I also know a lot of guys who seems to have long-term commitments to people they don't seem to really like very much. They are clearly getting something out of the relationship [sex? I don't get that. When I was in hogh school and a bit into college [late 80's] you had to pretend that you weren't sleeping with people you were dating, only maybe people you were "going out with" which was like being engaged to being engaged in the Catholic enclave that I grew up in.
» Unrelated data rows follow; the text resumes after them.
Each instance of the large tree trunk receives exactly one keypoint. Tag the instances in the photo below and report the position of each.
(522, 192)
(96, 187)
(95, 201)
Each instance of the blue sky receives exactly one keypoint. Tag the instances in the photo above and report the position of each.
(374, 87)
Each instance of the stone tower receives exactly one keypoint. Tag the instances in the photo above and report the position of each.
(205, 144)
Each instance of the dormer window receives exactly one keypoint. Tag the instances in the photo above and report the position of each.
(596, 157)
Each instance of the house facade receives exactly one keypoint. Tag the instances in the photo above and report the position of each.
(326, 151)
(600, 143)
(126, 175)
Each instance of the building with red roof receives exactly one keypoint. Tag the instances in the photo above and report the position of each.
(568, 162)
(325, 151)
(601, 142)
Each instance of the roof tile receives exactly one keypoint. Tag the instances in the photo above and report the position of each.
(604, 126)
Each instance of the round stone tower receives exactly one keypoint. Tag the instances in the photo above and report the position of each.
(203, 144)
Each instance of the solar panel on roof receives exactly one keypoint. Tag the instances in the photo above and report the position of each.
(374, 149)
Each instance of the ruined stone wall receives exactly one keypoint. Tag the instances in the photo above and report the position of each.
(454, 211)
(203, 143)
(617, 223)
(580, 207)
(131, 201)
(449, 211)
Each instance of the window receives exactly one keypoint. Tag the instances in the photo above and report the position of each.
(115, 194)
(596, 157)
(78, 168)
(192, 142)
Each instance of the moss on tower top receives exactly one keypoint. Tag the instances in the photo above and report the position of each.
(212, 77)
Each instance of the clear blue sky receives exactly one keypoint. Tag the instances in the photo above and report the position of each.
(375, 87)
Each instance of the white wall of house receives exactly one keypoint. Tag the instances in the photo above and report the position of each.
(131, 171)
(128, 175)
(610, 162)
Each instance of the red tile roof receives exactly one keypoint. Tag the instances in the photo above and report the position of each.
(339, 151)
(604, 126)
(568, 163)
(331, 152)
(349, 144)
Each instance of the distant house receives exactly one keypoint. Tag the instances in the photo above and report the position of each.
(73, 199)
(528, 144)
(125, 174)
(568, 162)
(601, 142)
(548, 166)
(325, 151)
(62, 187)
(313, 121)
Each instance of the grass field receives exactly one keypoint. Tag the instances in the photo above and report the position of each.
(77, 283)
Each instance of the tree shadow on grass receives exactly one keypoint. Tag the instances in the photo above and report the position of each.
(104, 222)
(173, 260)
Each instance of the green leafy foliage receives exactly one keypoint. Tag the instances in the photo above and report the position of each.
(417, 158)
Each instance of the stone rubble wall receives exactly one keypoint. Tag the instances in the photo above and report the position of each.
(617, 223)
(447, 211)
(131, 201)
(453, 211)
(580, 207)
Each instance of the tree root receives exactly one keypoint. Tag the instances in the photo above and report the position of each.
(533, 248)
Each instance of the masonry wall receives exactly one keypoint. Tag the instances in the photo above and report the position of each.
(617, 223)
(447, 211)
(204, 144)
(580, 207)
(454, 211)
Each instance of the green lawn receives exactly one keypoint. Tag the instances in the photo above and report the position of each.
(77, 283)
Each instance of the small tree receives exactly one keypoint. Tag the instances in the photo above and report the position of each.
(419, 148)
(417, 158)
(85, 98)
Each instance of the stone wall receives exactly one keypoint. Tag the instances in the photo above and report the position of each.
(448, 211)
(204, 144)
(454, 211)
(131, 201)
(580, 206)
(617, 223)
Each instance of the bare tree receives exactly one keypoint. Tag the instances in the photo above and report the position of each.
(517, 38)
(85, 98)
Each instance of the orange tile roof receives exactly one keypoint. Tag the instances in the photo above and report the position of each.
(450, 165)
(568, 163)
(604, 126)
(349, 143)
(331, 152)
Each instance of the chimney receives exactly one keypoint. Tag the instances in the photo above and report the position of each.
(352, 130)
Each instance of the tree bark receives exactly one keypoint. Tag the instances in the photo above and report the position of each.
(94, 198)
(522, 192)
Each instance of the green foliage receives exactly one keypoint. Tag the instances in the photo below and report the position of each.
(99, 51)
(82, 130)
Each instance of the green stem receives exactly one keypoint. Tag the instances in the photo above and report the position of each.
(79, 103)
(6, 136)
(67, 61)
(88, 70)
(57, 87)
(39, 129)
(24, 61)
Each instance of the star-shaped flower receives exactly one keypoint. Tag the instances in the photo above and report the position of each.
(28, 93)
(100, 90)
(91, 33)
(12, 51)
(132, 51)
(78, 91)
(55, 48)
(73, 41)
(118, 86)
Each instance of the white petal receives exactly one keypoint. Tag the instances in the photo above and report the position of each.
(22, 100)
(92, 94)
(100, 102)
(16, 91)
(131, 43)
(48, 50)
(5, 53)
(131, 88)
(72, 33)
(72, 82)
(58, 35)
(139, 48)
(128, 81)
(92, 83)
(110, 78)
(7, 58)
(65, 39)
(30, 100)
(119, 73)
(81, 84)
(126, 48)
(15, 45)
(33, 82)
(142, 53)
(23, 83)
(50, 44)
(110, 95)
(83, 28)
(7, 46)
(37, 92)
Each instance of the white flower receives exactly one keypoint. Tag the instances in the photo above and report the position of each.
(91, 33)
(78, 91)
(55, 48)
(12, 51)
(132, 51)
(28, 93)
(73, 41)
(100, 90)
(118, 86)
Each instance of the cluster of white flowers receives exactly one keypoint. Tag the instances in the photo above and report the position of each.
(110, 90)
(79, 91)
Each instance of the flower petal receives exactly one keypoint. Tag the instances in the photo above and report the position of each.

I think Americans can have a hard time admitting that they're looking for sex and some companionship as opposed to a lifelong committment, or the potential thereof. As a result, you meet men who keep you at arms length because they think you want to breed with them, and you have women who are either wanting to breed [at my age] and being really weird about how they meet and go out with men, or who become strange wallflowers who play a lot of the games Dobbs describes.

Episode 5 - "Second Base"

Intimacy freaks a lot of people out and the weird ritual dance that is dating only makes it even weirder. For historical background, Dating Do's and Don'ts posted by stupidsexyFlanders at 8: These are just my experiences and highly generalized. Among the most commonly used metaphors are the bases describing levels of physical intimacy generally from a heterosexual perspective.

Definitions vary, but the following are typical usages of the terms: Additionally, there are two metaphors used to refer to men who have sex with men:. The metaphors are found variously in popular American culture, with one well-known example in the Meat Loaf song " Paradise by the Dashboard Light ", which describes a young couple " making out ", with a voice-over commentary , by baseball announcer Phil Rizzuto , of a portion of a baseball game as a metaphor for the couple's activities.

She's gonna give the go ahead, the inning isn't over yet for me.

David Letterman chronicled many of these in his "Top Ten Baseball Euphemisms for Sex" — a recurring theme on the Top Ten Lists featured on the late-night talk shows he hosted before his retirement. Educators have found the baseball metaphor an effective instructional tool when providing sex education to middle school students. This sequence of "running the bases" is often regarded as a script, or pattern, for young people who are experimenting with sexual relationships. The script may have slightly changed since the s.

Kohl and Francoeur state that with the growing emphasis in the s on safe sex to expand sex beyond heterosexual penetrative intercourse, the "home run" has taken on the additional dimension of oral sex. Richters and Rissel conversely state that "third base" is now sometimes considered to comprise oral sex as part of the accepted pattern of activities, as a precursor to "full" i.